ArthurBrussee / brush

3D Reconstruction for all
Apache License 2.0
1k stars 26 forks source link
gaussian-splatting graphics reconstruction

Brush - universal splats

https://github.com/user-attachments/assets/b7f55b9c-8632-49f9-b34b-d5de52a7a8b0

Brush is a 3D reconstruction engine, using Gaussian splatting. It aims to be highly portable, flexible and fast. 3D reconstruction should be accessible to everyone!

Brush works on a wide range of systems: macOS/windows/linux, AMD/Nvidia cards, Android, and in a browser. To achieve this, it uses WebGPU compatible tech, like the Burn machine learning framework, which has a portable wgpu backend. This project is currently still a proof of concept, and doesn't yet implement the many extensions to gaussian splatting that have been developed, nor is performance optimal yet.

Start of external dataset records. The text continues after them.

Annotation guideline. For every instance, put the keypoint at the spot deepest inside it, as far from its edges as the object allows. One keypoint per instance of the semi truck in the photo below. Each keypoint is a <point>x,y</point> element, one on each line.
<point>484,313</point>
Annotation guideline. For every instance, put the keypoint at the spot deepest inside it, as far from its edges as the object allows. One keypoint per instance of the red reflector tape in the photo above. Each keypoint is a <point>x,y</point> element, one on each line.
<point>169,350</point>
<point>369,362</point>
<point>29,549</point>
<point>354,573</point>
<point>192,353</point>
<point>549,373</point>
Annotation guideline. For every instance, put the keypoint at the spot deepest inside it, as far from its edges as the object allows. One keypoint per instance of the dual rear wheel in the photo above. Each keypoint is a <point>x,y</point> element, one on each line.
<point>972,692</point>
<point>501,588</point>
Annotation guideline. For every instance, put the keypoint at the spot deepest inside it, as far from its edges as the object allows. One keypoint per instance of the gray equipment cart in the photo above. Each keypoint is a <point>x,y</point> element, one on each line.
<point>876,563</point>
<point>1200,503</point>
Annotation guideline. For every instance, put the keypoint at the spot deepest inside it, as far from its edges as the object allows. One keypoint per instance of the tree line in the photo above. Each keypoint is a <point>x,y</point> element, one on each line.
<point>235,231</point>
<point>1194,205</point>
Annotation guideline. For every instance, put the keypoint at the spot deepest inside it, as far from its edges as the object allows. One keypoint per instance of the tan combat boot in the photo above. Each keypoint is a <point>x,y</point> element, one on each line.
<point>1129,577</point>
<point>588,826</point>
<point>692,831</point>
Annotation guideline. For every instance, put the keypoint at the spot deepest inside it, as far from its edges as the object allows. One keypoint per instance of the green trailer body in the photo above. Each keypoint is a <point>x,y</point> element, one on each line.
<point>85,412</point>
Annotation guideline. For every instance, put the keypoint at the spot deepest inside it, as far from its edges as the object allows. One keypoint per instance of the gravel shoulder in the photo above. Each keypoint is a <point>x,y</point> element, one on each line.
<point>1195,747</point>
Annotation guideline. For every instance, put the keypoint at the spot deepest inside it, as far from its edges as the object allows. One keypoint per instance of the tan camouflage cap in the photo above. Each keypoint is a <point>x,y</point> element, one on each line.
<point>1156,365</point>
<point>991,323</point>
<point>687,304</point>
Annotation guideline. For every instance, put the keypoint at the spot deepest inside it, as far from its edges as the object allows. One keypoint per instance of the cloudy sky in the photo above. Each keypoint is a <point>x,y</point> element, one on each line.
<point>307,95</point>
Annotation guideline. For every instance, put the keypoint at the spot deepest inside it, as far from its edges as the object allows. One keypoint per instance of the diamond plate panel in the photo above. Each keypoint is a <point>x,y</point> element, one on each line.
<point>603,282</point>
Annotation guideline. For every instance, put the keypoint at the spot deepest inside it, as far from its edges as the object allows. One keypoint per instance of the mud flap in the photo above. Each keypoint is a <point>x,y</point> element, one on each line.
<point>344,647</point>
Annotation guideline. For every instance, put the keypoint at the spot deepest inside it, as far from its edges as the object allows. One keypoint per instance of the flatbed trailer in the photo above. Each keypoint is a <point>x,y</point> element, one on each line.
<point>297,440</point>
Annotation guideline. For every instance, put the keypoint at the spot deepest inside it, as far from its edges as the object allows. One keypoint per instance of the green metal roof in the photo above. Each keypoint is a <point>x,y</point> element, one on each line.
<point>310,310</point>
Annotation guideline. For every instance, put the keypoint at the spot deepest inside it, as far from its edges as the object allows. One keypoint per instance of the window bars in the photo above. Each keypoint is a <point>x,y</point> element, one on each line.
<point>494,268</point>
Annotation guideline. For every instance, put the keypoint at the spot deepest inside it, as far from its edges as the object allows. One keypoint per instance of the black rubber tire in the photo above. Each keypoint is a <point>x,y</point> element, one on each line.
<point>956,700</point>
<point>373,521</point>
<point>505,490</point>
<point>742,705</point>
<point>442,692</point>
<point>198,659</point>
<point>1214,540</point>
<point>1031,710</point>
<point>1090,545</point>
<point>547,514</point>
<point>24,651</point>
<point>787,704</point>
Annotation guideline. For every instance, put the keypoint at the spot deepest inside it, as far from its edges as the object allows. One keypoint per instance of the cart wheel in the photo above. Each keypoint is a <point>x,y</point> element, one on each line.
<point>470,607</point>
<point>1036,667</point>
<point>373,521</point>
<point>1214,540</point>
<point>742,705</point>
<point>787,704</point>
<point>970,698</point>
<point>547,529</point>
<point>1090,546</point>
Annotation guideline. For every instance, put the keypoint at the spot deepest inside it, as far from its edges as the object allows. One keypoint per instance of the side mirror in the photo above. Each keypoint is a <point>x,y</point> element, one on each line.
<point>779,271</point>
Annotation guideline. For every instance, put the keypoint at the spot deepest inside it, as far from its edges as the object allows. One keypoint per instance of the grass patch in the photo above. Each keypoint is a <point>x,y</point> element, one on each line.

Try the (experimental) web demo chrome logo

NOTE: This only works on desktop Chrome 129+ currently (Oct 2024). Firefox and Safari are hopefully supported soon, but currently even firefox nightly and safari technical preview do not work

Features

The demo can load pretrained ply splats, and can load datasets to train on. Currently only two formats are supported. A .zip file containing:

While training you can interact with the scene and see the training dynamics live, and compare the current rendering to training / eval views as the training progresses.

Web

https://github.com/user-attachments/assets/4c70f892-cfd2-419f-8098-b0e20dba23c7

Rerun

https://github.com/user-attachments/assets/f679fec0-935d-4dd2-87e1-c301db9cdc2c

While training, additional data can be visualized with the excellent rerun. To install rerun on your machine, please follow their instructions. Open the ./brush_blueprint.rbl in the viewer for best results.

Mobile

https://github.com/user-attachments/assets/d6751cb3-ff58-45a4-8321-77d3b0a7b051

Training on a pixel 7

Why

Machine learning for real time rendering has a lot of potential, but most popular ML tools don't align well with it. Rendering requires low latency, usually involve dynamic shapes, and it's not pleasant to attempt to ship apps with large PyTorch/Jax/CUDA deps calling out to python in a rendering loop. The usual fix is to write a seperate training and inference application. Brush on the other hand, written in rust using wgpu and burn, can produce simple dependency free binaries, and can run on nearly all devices.

Getting started

Install rust 1.81+ and run cargo run or cargo run --release. You can run tests with cargo test --all. Brush uses the wonderful rerun for additional visualizations while training. It currently requires rerun 0.19 however, which isn't released yet.

Windows/macOS/Linux

Simply cargo run or cargo run --release from the workspace root.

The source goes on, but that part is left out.